Materialien für Verpackungen: Überblick über Trends und Lösungen auf der interpack 2026
von Redaktion,
„Innovative Materials“ gehört zu den Hot Topics der interpack 2026 und der Packmittelbereich der Messe vereint die geballte Kompetenz der Verpackungsbranche – mit über 1.000 Ausstellern und einer weltweit einzigartigen Vielfalt an Packmitteln, Packstoffen und Packhilfsmitteln.(Bild: interpack)
Welche Materialien prägen die Verpackung von morgen? Auf der interpack 2026 steht die gesamte Bandbreite von Kunststoffen über Papier bis zu Metall und Glas im Fokus.
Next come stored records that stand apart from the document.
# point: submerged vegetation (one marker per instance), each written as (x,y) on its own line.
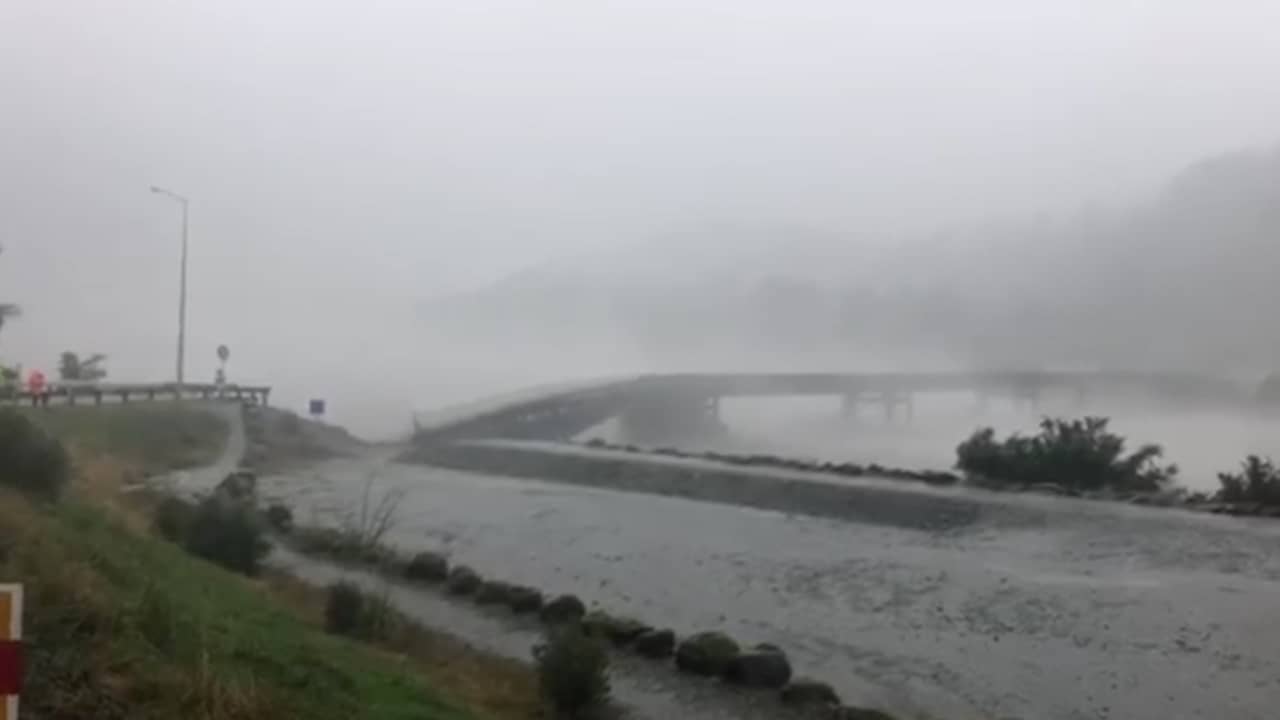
(126,625)
(1077,455)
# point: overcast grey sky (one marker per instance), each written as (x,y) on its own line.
(346,158)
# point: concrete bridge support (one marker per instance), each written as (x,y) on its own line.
(895,404)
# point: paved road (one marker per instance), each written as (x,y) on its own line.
(1092,611)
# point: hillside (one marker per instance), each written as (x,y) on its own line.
(1179,281)
(122,624)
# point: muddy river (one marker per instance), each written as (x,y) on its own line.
(1089,611)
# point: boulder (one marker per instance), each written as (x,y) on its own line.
(462,580)
(759,669)
(618,630)
(656,643)
(846,712)
(705,654)
(563,609)
(240,486)
(524,600)
(430,566)
(809,693)
(493,592)
(1047,488)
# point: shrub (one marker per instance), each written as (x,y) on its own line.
(343,609)
(353,613)
(173,518)
(1258,481)
(1079,455)
(572,670)
(31,460)
(279,516)
(227,533)
(430,566)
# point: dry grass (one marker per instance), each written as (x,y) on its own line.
(496,687)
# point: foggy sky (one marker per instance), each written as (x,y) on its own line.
(346,159)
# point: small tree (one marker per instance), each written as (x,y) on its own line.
(1080,455)
(572,670)
(369,522)
(72,367)
(227,533)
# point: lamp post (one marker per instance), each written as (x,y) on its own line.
(182,285)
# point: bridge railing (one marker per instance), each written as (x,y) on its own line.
(69,392)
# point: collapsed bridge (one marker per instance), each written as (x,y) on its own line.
(654,409)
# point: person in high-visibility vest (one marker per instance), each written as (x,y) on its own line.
(37,387)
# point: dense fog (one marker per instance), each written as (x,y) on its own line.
(402,205)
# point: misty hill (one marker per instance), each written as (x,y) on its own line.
(1185,281)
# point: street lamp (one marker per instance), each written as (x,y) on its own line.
(182,283)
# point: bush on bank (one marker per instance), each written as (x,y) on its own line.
(31,460)
(1077,455)
(223,532)
(1258,481)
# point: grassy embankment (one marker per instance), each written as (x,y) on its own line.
(122,624)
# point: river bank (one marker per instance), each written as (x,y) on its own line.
(1001,618)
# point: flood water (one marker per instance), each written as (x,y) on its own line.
(1093,611)
(1201,442)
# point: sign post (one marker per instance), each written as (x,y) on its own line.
(10,650)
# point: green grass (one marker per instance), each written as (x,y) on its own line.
(127,625)
(154,436)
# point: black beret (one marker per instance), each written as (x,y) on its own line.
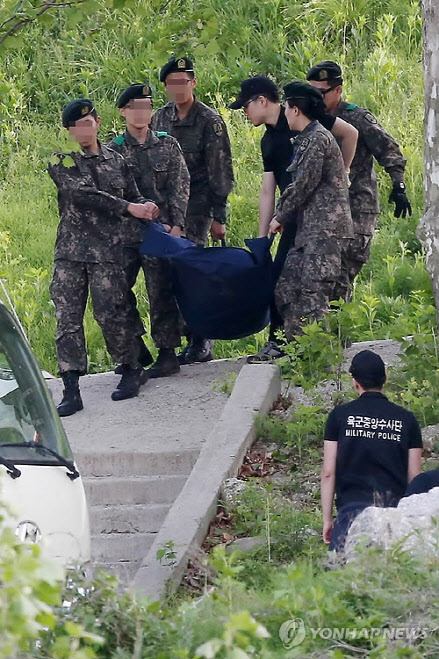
(138,90)
(256,86)
(174,65)
(77,109)
(324,71)
(297,89)
(367,365)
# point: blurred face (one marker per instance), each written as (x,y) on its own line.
(85,130)
(137,113)
(180,87)
(256,110)
(292,116)
(331,94)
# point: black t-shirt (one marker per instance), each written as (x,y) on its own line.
(374,437)
(423,482)
(277,149)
Der Artikel gibt einen Überblick über Marktanteile, Materialtrends und die Rolle neuer Werkstoffkonzepte.
Materialien spielen eine zentrale Rolle für die Entwicklung von Verpackungen. Auf der interpack 2026, die vom 7. bis 13. Mai stattfindet, nimmt der Bereich Packmittel, Packstoffe und Packhilfsmittel deshalb einen besonderen Stellenwert ein. Mehr als 1.000 Aussteller zeigen in sieben Hallen Lösungen für unterschiedlichste Anwendungen. Insgesamt werden rund 2.800 Aussteller erwartet.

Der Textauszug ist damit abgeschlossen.